A group of cells is pushed while it decreases wirelength. Each time a pin is passed, the derivative of the wirelength is updated and the algorithm stops and adds the next cell to the row.

This quadratic worst case complexity is annoying: several publications managed to improve this runtime up to m log² m where m is the number of pins. However, the datastructures involved are a special type of balanced trees, both slow and difficult to code.

I discovered a simpler m log n algorithm based on a priority queue, but by chance I found out that it is already known for scheduling,  as the specialized cascading descent algorithm. The cascading descent is equivalent to the clumping algorithm. The basic idea is to index the pins with a value that does not depend on the cell: this way, merging groups of cells takes constant time. The algorithm uses a single priority queue to hold the pins, hence its better complexity.

The absolute position of a cell is the position of the first cell if all cells were clustered. The position of a pin is defined relative to the cell it connects to.
The absolute position of a cell is the corresponding position of the first cell if all cells were clustered.

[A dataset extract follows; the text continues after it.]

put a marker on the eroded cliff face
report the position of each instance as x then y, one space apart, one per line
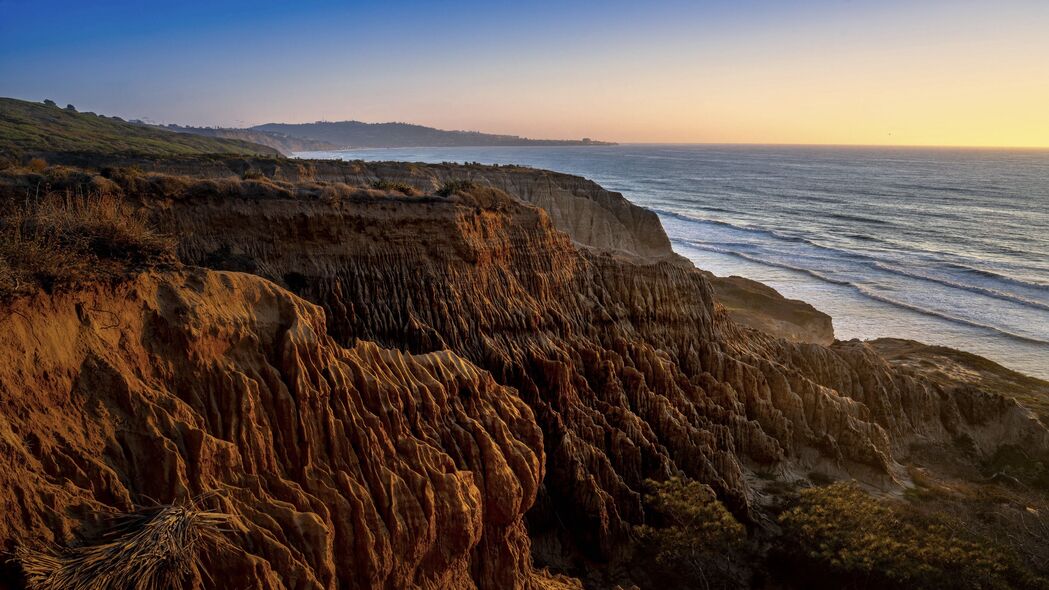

The position of a pin is defined relative to the cell it connects to.

 

Applications to VLSI placement

It isn’t a breakthrough: even naive linear programming is fast enough to optimize a large part of a circuit, so that this improvement might be barely noticeable compared with approximate or  quadratic algorithms.

However, there are two extensions that may prove particularly useful: local search and non-convex optimization.

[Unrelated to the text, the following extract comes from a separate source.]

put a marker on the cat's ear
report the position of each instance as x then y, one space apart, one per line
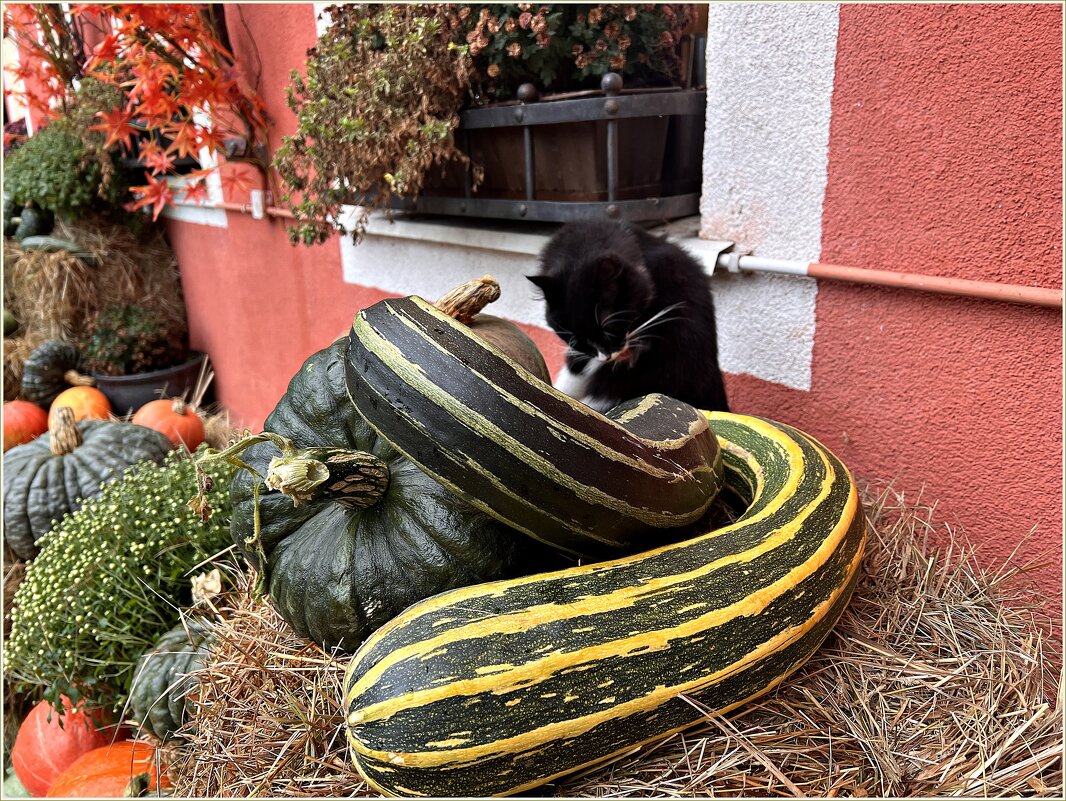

Local search is the process of modifying the placement through simple modifications, like cell swapping. One of my goals is to modify the algorithm in order to support online placement modification with logarithmic complexity. That is, keep an optimal placement through small ordering modifications.

Non-convex optimization is trickier. There can be several local optimas, which makes most such problems extremely difficult. For the special structure of the ordered single row problem, however, there are quadratic algorithms. It means that we can integrate more complex cost functions directly in the ordered single row optimization, for example cell orientation.

Both ideas are relatively new: cell swapping, orientation and position optimization are almost always separate steps (although it is possible, even integer programming models in the litterature do not integrate all of them). I wonder how these methods will play compared to independent optimization passes.